The barn opposed across the way, That would have joined the house in flame Had it been the will of the wind, was left To bear forsaken the place's name.
No more it opened with all one end For teams that came by the stony road To drum on the floor with scurrying hoofs And brush the mow with the summer load.
The birds that came to it through the air At broken windows flew out and in, Their murmur more like the sigh we sigh From too much dwelling on what has been.
Yet for them the lilac renewed its leaf, And the aged elm, though touched with fire; And the dry pump flung up an awkward arm; And the fence post carried a strand of wire.
For them there was really nothing sad. But though they rejoiced in the nest they kept, One had to be versed in country things Not to believe the phoebes wept.
I became interested in poetry since I read Alfred Joyce Kilmer's poem: The House With Nobody In It. Versed In Country Things combine a collection of Robert Frost poems about the joy, simplicity, loneliness, dangers, and hardships of the farming/rural community accompanied with the stark, black & white photography of B. A. King.
This is more of a coffee table/conversation book to be periodically picked up and read piecemeal for quiet reflection than completely digested in one setting. An excellent book in all with the photographs serving as visual backdrops to Robert Frost's poetic prose.
I loved the idea of this book but had some problems with it.

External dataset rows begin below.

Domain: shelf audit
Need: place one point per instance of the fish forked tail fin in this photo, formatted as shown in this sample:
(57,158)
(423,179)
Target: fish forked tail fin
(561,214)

It is a selection of poems by Frost complemented by photographs taken by B.A. King. The photographs are all in black and white which was great for some, but I believe others would have been much better in colour.
The poems were all about the country as the title states, but I found those with rhyme somewhat overdone and theatrical.
I really liked a couple of the poems but that was all.
After days of playing Candy Crush and seeing colored pieces in my sleep, I could relate to the poem about apple picking, and the feeling, "I'm done with apple picking now. Black and white photos of country scenes and 20 poems by Robert Frost. I liked The Need of Being Versed in Country Things, Good-by and Keep Cold, and Birches.
I liked some of Frost's poems, but not all of them and I didn't really care for the pictures in the book either. They seemed somewhat distracting to me.